Carbon nanotubes’ outstanding mechanical, electrical and thermal properties make them an alluring material to electronics manufacturers. However, until recently scientists believed that growing the high density of tiny graphene cylinders needed for many microelectronics applications would be difficult.
Simple New Technique for Graphene Nanotube Forests
Now a team from Cambridge University in England has devised a simple technique to increase the density of nanotube forests grown on conductive supports about five times over previous methods. The high density nanotubes might one day replace some metal electronic components, leading to faster devices.
“The high density aspect is often overlooked in many carbon nanotube growth processes, and is an unusual feature of our approach,” says John Robertson, a professor in the electronic devices and materials group in the department of engineering at Cambridge. High-density forests are necessary for certain applications of carbon nanotubes, like electronic interconnects and thermal interface materials, he says.
Graphene has a Northwestern Ontario Opportunity
The importance of the research into graphene has very large implications for Northwestern Ontario. In the region, exploration into vein carbon graphite by Zenyatta Ventures offers a massive potential supply of the core material needed for Graphene.

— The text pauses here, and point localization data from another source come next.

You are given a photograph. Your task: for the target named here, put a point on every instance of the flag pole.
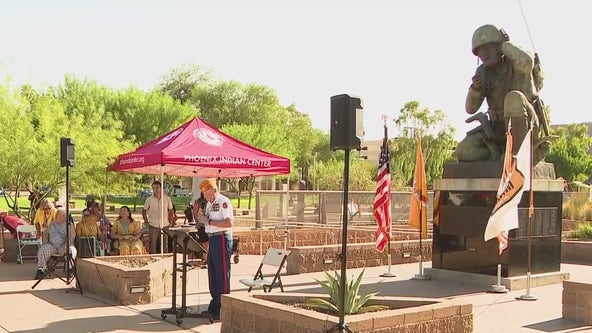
(388, 273)
(420, 276)
(498, 288)
(528, 296)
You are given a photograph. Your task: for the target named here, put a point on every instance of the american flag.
(382, 200)
(514, 181)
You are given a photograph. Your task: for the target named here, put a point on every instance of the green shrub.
(582, 231)
(577, 207)
(353, 303)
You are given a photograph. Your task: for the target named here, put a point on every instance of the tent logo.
(210, 137)
(170, 136)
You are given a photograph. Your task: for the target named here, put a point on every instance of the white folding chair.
(273, 257)
(26, 235)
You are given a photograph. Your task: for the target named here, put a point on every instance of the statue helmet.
(485, 35)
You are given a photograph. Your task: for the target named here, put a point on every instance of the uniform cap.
(207, 184)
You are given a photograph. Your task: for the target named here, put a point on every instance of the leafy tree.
(147, 115)
(362, 175)
(437, 141)
(571, 152)
(22, 156)
(183, 82)
(227, 103)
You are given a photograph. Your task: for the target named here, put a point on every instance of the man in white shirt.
(218, 218)
(152, 213)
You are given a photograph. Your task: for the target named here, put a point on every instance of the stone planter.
(576, 252)
(274, 313)
(127, 280)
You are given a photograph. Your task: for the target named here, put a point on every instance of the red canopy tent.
(197, 149)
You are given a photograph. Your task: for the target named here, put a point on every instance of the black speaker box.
(346, 122)
(67, 152)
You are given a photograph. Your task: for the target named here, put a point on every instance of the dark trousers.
(219, 252)
(154, 239)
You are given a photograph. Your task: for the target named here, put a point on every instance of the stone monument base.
(512, 283)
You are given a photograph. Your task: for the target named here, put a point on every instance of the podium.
(188, 244)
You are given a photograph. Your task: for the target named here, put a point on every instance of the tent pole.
(161, 207)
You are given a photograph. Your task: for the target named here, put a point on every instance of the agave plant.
(353, 303)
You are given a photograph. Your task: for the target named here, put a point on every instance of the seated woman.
(127, 232)
(88, 230)
(55, 241)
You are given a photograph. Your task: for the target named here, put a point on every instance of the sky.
(385, 52)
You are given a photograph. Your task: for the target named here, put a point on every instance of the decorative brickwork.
(577, 301)
(247, 313)
(108, 278)
(307, 259)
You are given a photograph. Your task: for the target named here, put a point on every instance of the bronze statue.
(510, 80)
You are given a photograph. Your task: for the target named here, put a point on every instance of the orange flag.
(418, 213)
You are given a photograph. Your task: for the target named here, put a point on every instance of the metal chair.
(273, 257)
(26, 235)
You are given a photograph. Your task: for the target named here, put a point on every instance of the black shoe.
(39, 274)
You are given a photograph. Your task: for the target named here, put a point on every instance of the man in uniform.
(510, 80)
(218, 218)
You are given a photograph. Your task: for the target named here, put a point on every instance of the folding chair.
(26, 235)
(273, 257)
(88, 247)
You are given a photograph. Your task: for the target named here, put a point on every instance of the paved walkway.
(53, 307)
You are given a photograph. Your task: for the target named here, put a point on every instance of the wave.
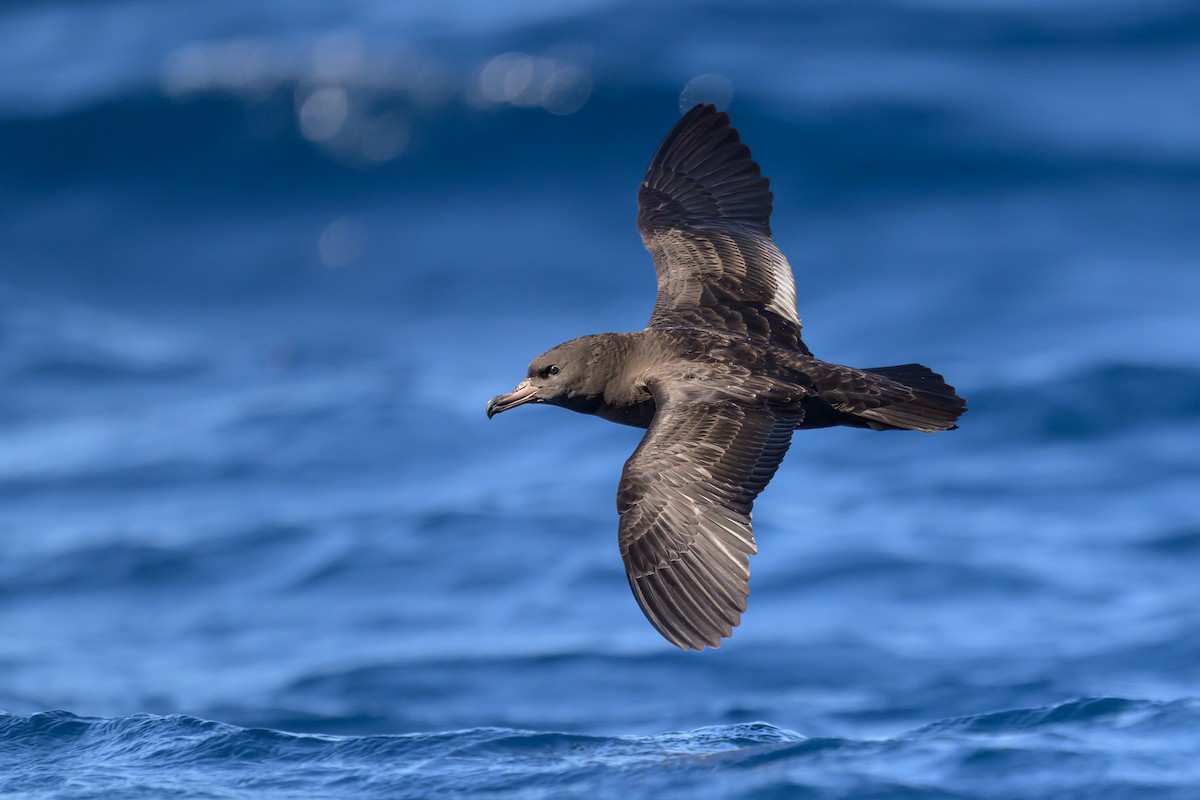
(1099, 746)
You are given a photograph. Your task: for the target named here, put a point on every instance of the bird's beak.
(525, 392)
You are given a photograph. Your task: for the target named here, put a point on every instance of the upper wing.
(684, 499)
(705, 215)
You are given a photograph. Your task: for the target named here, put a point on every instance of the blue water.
(262, 265)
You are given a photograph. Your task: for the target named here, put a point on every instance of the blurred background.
(263, 264)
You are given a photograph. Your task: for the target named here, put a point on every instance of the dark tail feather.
(934, 407)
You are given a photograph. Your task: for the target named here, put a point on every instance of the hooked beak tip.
(525, 392)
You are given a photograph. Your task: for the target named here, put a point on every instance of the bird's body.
(720, 378)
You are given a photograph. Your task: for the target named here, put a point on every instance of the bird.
(720, 378)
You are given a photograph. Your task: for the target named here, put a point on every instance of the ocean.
(263, 264)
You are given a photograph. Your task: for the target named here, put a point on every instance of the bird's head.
(562, 376)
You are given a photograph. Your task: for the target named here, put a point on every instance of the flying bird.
(719, 378)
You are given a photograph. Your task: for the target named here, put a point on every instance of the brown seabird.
(719, 377)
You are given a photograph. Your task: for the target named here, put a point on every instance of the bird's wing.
(684, 499)
(705, 215)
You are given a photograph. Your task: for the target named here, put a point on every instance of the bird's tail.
(934, 404)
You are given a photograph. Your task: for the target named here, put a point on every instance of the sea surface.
(262, 264)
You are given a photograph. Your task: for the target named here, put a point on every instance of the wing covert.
(685, 498)
(705, 216)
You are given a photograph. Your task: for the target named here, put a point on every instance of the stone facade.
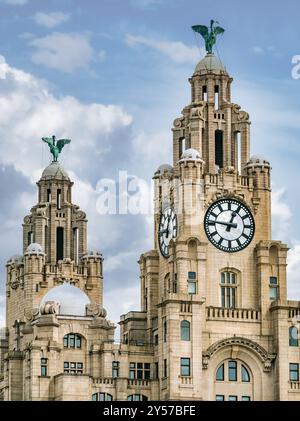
(213, 325)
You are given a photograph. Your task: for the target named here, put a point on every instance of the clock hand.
(233, 215)
(228, 224)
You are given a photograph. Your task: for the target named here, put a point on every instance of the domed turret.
(17, 258)
(54, 171)
(35, 248)
(210, 64)
(163, 169)
(257, 161)
(190, 155)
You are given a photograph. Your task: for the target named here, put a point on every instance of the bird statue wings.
(56, 146)
(210, 36)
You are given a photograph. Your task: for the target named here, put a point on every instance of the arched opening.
(293, 336)
(58, 198)
(72, 300)
(30, 238)
(217, 97)
(185, 330)
(182, 146)
(233, 381)
(219, 148)
(48, 195)
(238, 151)
(101, 396)
(137, 397)
(204, 93)
(72, 341)
(229, 285)
(59, 243)
(75, 244)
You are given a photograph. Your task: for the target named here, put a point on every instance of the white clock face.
(167, 230)
(229, 225)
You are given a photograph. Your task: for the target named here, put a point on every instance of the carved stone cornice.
(264, 356)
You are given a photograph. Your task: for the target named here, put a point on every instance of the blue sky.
(113, 75)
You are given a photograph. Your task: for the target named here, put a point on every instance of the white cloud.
(281, 215)
(50, 20)
(176, 51)
(102, 55)
(145, 3)
(127, 299)
(293, 271)
(258, 50)
(15, 2)
(66, 52)
(28, 110)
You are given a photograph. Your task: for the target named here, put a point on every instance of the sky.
(112, 75)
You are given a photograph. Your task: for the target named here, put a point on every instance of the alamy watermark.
(296, 68)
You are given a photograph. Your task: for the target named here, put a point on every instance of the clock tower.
(213, 289)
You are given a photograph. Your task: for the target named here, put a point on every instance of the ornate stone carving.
(240, 114)
(49, 307)
(27, 220)
(263, 355)
(31, 314)
(80, 216)
(197, 111)
(178, 122)
(95, 310)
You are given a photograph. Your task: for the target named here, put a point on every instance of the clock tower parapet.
(259, 169)
(271, 260)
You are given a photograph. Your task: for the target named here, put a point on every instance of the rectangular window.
(156, 373)
(44, 367)
(66, 341)
(59, 243)
(232, 371)
(73, 367)
(204, 93)
(72, 341)
(294, 372)
(139, 371)
(192, 283)
(273, 288)
(185, 369)
(115, 369)
(165, 368)
(59, 199)
(175, 284)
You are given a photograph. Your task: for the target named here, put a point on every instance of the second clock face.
(167, 230)
(229, 225)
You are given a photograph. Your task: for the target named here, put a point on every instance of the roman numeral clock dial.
(229, 225)
(167, 230)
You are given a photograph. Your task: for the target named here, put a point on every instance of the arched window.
(137, 398)
(185, 330)
(293, 336)
(238, 150)
(182, 146)
(219, 148)
(228, 289)
(59, 243)
(72, 340)
(245, 374)
(239, 376)
(102, 397)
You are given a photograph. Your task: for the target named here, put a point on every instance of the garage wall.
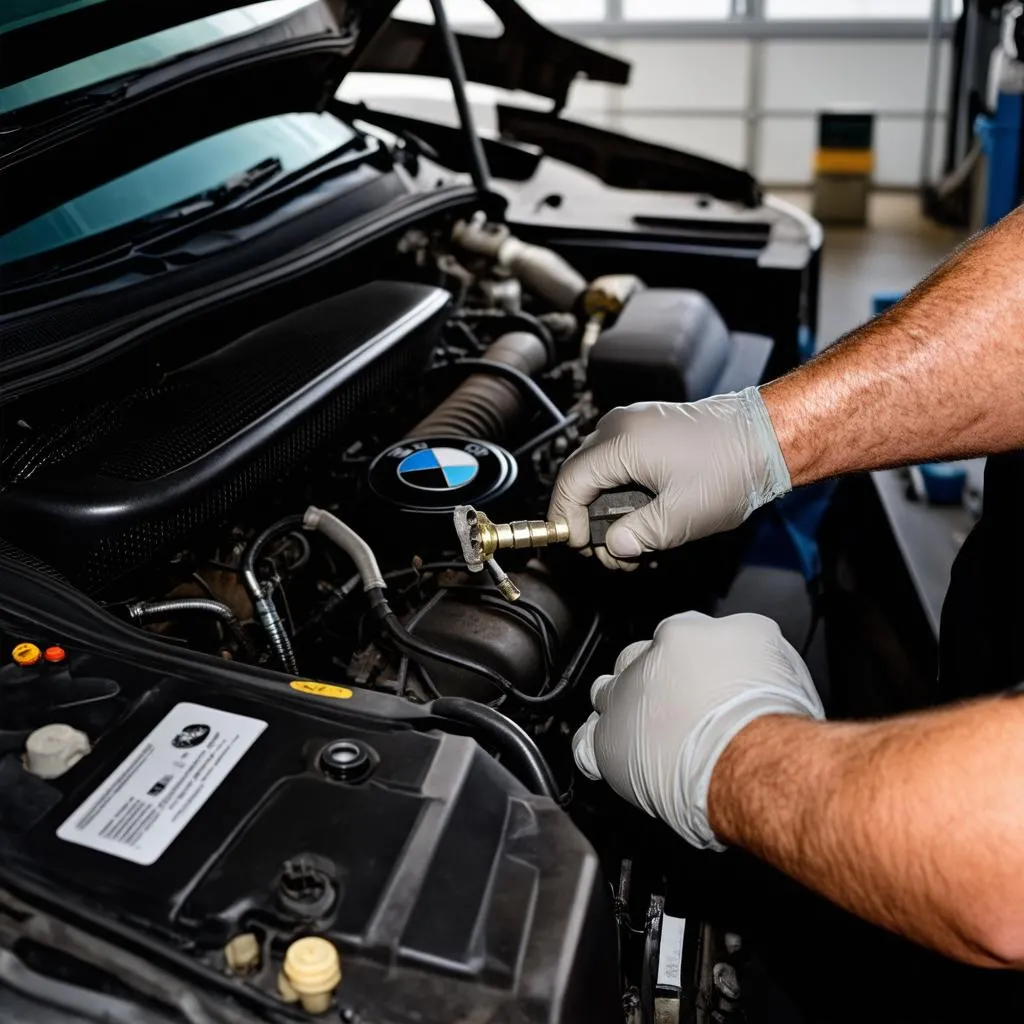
(748, 101)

With concerns raised over the Ring of Fire chromite development, the ‘Ring of Graphite’ could be in the long term equally positive.
Robertson and his colleagues grew carbon nanotubes on a conductive copper surface that was coated with co-catalysts cobalt and molybdenum. In a novel approach, the researchers grew at lower temperature than is typical which is applicable in the semiconductor industry. When the interaction of metals was analyzed by X-ray photoelectron spectroscopy, it revealed the creation of a more supportive substrate for the forests to root in. The subsequent nanotube growth exhibited the highest mass density reported so far.
“In microelectronics, this approach to growing high-density carbon nanotube forests on conductors can potentially replace and outperform the current copper-based interconnects in a future generation of devices,” says Cambridge researcher Hisashi Sugime. In the future, more robust carbon nanotube forests may also help improve thermal interface materials, battery electrodes, and super-capacitors.